One question I always wonder about is, why if women are equal in intelligence, have they been “put down” by men for so many years? Why are 99.9% of the great known inventors, leaders, explorers, etc… men? How did the world come to be ruled by men instead of women?

The answers I have received to this are physical strength and the woman’s role in reproduction… I don’t buy either. Humans are much weaker than most mammals on earth, yet we have conquered them. Strength is not an issue. The child birth role? I doubt it. If anything that should be an advantage. Many female animals use it to dominate males.

Hey Havel, how many Nobel prizes have you won in the sciences? If the answer is none does that mean you are inferior to the women who have won? Why don’t we start a list of great female scientists: Grace Hopper has been mentioned, so I will add Ada Byron, Carolyn Porco, Jocelyn Bell, Rosalind Franklin.

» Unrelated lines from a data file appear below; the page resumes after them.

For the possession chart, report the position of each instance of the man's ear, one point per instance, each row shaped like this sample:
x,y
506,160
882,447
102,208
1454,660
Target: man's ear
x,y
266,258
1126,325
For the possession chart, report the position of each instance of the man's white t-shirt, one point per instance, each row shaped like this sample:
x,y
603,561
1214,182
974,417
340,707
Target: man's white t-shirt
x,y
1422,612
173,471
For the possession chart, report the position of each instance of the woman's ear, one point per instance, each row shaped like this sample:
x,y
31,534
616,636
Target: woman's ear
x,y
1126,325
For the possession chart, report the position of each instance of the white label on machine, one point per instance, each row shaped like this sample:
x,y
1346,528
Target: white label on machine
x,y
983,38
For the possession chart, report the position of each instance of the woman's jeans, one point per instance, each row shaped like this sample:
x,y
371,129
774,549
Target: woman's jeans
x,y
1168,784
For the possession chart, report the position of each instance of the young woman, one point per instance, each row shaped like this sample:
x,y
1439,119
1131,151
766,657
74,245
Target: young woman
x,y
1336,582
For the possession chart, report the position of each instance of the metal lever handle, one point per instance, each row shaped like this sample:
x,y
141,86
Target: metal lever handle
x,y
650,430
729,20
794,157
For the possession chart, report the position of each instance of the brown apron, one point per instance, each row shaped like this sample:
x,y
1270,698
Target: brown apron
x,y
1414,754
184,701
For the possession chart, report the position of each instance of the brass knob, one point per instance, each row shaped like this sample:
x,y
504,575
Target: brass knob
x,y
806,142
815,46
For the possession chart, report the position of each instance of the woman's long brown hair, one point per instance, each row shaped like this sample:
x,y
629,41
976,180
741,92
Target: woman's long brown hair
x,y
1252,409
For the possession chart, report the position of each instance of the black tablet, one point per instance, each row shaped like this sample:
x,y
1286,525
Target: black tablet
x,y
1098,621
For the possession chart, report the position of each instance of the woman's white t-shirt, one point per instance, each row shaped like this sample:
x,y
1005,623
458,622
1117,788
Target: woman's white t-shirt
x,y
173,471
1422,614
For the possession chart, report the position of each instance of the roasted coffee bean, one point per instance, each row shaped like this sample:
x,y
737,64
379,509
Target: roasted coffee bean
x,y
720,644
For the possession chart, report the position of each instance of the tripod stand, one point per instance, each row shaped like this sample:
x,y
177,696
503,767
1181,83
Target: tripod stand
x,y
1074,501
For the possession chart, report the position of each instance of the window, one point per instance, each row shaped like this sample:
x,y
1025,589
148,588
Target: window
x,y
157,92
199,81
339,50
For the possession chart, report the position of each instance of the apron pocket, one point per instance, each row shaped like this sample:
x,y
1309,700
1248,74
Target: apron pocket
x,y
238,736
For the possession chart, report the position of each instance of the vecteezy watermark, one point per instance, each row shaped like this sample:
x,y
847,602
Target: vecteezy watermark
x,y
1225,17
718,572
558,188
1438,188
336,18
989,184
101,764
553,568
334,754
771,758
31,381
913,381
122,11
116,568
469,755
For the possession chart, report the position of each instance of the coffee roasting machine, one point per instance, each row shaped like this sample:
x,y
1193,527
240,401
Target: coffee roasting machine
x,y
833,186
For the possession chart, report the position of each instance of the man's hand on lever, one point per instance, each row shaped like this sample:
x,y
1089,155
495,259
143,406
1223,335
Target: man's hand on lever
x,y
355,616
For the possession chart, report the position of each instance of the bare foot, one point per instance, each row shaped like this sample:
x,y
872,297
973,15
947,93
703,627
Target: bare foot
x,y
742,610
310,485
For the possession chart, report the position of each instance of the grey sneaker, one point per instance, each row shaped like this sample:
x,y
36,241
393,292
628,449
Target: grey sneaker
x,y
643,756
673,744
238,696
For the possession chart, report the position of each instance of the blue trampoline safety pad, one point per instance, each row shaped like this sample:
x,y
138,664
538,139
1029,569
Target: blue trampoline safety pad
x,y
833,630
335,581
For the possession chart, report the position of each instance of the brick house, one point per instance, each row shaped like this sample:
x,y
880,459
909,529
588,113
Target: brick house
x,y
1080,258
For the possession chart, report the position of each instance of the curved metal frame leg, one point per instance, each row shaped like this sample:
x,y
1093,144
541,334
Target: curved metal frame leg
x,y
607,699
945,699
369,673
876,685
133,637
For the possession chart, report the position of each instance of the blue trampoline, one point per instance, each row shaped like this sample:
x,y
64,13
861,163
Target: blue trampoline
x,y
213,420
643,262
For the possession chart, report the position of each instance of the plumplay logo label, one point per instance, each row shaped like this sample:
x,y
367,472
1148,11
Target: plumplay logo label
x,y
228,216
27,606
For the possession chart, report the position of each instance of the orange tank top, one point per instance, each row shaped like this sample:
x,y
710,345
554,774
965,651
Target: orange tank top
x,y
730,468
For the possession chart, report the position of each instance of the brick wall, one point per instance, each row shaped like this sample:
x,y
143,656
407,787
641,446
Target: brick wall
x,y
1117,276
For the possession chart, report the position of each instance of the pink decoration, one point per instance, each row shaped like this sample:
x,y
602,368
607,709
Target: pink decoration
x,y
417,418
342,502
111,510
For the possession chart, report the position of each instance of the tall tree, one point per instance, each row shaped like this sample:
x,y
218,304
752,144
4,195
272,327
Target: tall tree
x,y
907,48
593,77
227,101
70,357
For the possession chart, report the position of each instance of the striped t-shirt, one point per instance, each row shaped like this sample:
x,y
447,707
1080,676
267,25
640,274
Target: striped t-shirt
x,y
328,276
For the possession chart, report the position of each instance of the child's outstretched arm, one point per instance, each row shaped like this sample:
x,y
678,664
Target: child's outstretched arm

YES! Women are inferior to men

Definitely.

In various places and points in history (and some current)
People of one ethnic origin people have been inferior people of another ethnic origin.
Adherents of one religion have been inferior to adherents of another religion.
People of one sexual orientation have been inferior to people of another sexual orientation.
And people of one gender have been inferior to people of another gender.

Now as to whether there’s any inherent superiority/inferiority, we may never know because there are other factors involved and it’s difficult to get a clean sample. Any group that finds itself in a superior position tends to effect changes that benefit it’s own interests and maintain or strengthen their position of superiority; the inferior group are discouraged from pursuing anything that might advance them.

So yes, women are inferior to men at the moment; thankfully (where I live) this is nowhere near as extreme as once it was, but an imbalance remains; is this imbalance the result of some fundamental inbuilt inequality?
I don’t think so.

It all depends on how you measure inferiority of course, as others have said. The Nobel prize winners thing is a complete red herring and cannot be considered an objective measure of ability unless you are prepared to make huge adjustments to take into consideration that the female winners had the male establishment actively dragging them down all the time.

Oops; I forgot to attribute that quote.